MathWizard's comment is correct. I first encountered the film in a logic class I took in middle school, as a way to contrast the emotional thinking of most of the jury against the logical, evidence-based thinking of the protagonist who wins more and more jurors over by forcing skeptical analysis of the evidence and witnesses and their statements.
As a complete aside, I've had thoughts at various points over the past decade+ that a modern remake of 12 Angry Men, featuring 12 women on a rape case with a fratty white male defendant would be appropriate. There's a lot of kinks, like how an all-woman jury doesn't make sense like an all-man jury does in the 1950s, and obviously evidence and witnesses to a rape would be quite different from the ones for murder. Maybe in a few years, I'll be able to have Claude generate a script, and in a few more years, have Grok generate a feature-length film of it.

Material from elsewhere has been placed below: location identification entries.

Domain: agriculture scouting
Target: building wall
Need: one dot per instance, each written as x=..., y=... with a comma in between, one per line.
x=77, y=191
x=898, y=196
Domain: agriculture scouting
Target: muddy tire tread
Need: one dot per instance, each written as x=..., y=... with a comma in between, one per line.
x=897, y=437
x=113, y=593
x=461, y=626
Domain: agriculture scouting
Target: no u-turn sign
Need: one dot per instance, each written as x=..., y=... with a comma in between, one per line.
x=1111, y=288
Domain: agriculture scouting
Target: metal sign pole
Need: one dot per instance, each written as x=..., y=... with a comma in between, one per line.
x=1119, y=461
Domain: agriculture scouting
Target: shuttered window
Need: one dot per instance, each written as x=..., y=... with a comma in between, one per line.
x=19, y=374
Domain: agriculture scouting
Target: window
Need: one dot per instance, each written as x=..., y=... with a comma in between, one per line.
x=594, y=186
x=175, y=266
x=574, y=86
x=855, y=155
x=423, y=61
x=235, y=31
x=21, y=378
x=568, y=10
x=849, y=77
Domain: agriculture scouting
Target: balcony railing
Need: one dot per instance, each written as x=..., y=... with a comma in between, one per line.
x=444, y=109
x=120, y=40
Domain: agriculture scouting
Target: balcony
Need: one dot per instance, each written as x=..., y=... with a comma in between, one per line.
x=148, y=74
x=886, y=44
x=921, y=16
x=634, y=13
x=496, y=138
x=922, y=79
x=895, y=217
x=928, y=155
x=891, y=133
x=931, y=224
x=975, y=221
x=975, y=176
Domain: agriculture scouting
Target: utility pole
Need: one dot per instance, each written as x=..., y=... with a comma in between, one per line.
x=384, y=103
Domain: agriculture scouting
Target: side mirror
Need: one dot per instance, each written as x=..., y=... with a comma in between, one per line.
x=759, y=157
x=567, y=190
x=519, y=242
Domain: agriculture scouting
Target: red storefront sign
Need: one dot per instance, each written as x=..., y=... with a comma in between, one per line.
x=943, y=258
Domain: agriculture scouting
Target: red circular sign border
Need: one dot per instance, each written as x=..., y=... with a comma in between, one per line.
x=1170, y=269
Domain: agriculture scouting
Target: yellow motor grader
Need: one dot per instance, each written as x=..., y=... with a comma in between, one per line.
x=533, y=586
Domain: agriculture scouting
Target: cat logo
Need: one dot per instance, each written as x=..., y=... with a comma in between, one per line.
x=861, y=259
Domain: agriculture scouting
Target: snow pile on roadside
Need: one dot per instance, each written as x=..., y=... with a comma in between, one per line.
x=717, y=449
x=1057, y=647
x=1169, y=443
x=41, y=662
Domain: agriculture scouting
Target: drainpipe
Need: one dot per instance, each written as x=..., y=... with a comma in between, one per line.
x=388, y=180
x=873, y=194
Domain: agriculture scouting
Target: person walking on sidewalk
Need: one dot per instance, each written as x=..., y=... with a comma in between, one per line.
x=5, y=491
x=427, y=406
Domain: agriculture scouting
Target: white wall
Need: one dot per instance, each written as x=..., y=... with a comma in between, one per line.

They could then wear CUTE group costumes together and take CUTE photos together without Problematic killjoys like Mr. Puig ruining their FUN! Yayyy!
Kinks, eh? That’s one way to get people to watch your movie with a cast of twelve women.
A movie called 12 Angry Women would likely cause some online women to be… displeased… even if it’s because the title format was inherited from its predecessor. Whatever it’s called won’t stop Chuds from referring to it as “Hoes Mad (x12),” though.
Accuser could be a black stripper/prostitute to tee-up the parallels to Duke Lacrosse. After a difficult Not Guilty verdict, twist would be that the fratty white male was guilty all along, but got off due to him having the 1) privilege of hiring an expensive, amoral defense lawyer and 2) the just, goodhearted ladies of the jury, under the trickery and manipulations of the toxic defense lawyer, not wanting to risk sending an innocent man to prison. Fade to a black screen with factoids such as “one in four college women are raped every year” before rolling the credits.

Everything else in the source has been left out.